Thursday , December 12, 2024

FICO Attacks Push-Payment Fraud With the Latest Version of Its Falcon Fraud Manager

With the Covid-19 pandemic prompting consumers to adopt online commerce and mobile-banking apps in droves, Fair Isaac Corp. (FICO) is betting the latest release of its FICO Falcon Fraud Manager for Retail Banking will give financial institutions a leg up on detecting push-payment fraud.

The fraud occurs when a consumer is tricked into making real-time payments to criminals. Experts say there are two types of push-payment scams: unauthorized (UPP) and authorized (APP). UPP scams occur when a third-party executes a fraudulent transaction without the customer’s permission. APP scams, which are more difficult to detect, manipulate customers into sending digital funds to an account controlled by scammers.

More than 350,000 Americans reported losing more than $245 million to fraudulent online transactions in 2020, including scams that started on social media, according to the U.S. Federal Trade Commission.

Zoldi: “The model must look for subtle patterns that point to … what legitimate customers do when being misled by criminals.”

The latest version of FICO Falcon Fraud Manager includes a scam-detection score, which detects 50% more fraudulent transactions at a 0.5% transaction review rate, according to Fair Isaac. As a result, financial institutions are more likely to detect push-payment fraud, the company says.

The Scam Detection Score is based on multiple factors that track changes in a customer’s behavior—such using a favored device to interact with a non-favorite credit account—then scores the probability the behavioral change is an indication the consumer is being defrauded. 

“Humans are creatures of habit, so when users access their account using a new device or for an unexpected reason, the Falcon platform recognizes it’s more likely third-party UPP fraud,” Scott Zoldi, chief analytics officer for FICO says by email. “In fact, [consumers] are at 16 times greater risk of falling victim to UPP fraud than first-party APP scams.”

Alternatively, should a consumer use her bank’s mobile app on her own phone, but sends funds to a new account, the likelihood is 10 times greater that she is falling victim to an APP scam, Zoldi adds.
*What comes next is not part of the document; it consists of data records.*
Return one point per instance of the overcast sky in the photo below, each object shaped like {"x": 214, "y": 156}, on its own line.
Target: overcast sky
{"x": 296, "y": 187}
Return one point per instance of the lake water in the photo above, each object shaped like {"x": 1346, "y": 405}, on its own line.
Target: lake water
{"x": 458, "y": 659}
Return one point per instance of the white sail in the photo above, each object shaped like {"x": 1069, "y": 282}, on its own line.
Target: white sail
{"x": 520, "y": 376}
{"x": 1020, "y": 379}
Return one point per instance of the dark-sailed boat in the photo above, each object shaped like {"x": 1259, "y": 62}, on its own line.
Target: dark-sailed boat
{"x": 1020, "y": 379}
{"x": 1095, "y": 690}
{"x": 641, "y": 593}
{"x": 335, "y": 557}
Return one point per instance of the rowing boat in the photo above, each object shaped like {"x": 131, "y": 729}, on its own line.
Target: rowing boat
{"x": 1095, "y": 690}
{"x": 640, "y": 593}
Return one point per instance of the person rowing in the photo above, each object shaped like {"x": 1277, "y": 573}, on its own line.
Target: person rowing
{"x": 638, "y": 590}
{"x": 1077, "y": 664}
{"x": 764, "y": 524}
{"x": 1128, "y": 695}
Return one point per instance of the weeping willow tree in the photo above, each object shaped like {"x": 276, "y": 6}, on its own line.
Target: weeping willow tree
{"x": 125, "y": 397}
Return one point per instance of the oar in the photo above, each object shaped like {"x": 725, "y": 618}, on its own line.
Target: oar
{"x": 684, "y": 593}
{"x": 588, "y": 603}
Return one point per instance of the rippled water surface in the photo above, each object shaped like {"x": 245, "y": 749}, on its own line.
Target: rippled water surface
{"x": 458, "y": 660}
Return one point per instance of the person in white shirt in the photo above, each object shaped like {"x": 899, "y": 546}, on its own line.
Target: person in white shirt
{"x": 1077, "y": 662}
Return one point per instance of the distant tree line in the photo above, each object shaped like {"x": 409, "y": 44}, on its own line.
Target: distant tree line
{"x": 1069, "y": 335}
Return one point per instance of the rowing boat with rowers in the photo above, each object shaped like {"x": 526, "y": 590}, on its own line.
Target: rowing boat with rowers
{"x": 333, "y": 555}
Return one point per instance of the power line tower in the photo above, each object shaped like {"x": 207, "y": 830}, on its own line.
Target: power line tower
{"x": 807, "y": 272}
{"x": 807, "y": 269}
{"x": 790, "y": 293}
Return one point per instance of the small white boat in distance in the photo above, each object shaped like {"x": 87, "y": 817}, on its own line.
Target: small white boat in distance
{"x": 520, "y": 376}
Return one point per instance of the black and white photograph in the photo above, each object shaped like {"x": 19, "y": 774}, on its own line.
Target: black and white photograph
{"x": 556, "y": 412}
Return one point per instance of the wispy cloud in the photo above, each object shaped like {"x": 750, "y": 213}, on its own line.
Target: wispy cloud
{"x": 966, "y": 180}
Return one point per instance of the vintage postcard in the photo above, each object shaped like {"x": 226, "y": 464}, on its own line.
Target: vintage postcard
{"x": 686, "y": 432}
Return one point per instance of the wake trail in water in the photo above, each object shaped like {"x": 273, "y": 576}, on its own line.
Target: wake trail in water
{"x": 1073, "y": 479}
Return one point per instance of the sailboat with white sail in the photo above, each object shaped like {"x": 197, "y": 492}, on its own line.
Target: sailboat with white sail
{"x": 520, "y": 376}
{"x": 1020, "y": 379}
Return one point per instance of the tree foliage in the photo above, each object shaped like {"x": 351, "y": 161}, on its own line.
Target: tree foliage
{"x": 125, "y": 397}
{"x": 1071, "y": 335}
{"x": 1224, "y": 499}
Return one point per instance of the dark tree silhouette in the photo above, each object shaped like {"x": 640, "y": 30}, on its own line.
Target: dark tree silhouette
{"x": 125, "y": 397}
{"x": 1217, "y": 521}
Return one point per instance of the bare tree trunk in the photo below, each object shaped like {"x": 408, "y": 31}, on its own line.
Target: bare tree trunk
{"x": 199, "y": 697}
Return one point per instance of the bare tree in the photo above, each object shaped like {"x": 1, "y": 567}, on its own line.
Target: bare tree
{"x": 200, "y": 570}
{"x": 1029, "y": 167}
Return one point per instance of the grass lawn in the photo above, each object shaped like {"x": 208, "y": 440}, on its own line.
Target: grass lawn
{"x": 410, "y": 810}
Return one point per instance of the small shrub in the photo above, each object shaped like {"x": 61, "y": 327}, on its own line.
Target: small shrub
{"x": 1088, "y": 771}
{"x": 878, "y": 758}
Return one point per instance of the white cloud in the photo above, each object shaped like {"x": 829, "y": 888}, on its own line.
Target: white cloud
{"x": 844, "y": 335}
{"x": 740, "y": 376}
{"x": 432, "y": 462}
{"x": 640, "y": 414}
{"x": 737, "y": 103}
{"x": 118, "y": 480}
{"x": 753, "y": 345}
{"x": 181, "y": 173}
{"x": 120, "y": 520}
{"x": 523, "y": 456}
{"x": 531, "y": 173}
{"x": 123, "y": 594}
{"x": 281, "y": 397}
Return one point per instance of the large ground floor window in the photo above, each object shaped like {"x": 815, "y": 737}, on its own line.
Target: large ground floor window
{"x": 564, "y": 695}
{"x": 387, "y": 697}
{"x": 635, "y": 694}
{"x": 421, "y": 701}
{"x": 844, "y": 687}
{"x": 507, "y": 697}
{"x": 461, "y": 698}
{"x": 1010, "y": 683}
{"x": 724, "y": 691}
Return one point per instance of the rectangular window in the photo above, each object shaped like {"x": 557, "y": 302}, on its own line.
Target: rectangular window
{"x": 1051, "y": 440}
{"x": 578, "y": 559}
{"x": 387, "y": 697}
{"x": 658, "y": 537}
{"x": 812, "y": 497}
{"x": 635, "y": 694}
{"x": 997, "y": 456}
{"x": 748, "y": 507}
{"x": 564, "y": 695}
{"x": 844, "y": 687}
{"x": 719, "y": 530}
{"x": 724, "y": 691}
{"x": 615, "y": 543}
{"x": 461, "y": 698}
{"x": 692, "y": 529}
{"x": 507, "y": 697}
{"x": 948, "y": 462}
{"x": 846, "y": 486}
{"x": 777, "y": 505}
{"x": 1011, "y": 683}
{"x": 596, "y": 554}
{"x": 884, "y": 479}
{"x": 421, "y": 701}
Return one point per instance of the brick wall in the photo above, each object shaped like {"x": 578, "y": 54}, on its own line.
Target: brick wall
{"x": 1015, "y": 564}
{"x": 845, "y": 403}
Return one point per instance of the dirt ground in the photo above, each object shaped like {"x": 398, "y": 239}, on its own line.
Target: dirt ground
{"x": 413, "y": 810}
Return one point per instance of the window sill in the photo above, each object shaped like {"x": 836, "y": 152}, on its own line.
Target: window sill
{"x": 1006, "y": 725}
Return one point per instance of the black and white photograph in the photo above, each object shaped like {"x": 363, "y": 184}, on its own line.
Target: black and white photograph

When it comes to consumer’s favorite devices, the Scam Detection Score identifies 24 times more scams than the standard fraud score, FICO says.

What makes APP scams more difficult to detect is that they use social-engineering techniques to trick consumers into sending money from a personal account to an account controlled by the criminal for what consumers believe is a legitimate reason. “This means that the model must look for subtle patterns that point to … what legitimate customers do when being misled by criminals,” Zoldi says. “The typical hallmarks of third-party fraud that look out-of-pattern don’t necessarily exist for APP scams.” 

Criminals enacting a push-payment scam may reach out to victims through mobile games, online shopping sites, and social media. Online gaming users, for example, may believe they are paying for a rare item. Or online shoppers may believe they are buying a legitimate product. With social-media scams, criminals have been known to spend months grooming victims through online conversations, developing a relationship with the target before asking for money to deal with a fictional emergency.

“Whatever the platform, victims believe they are receiving a legitimate service, product, or benefit,” Zoldi says.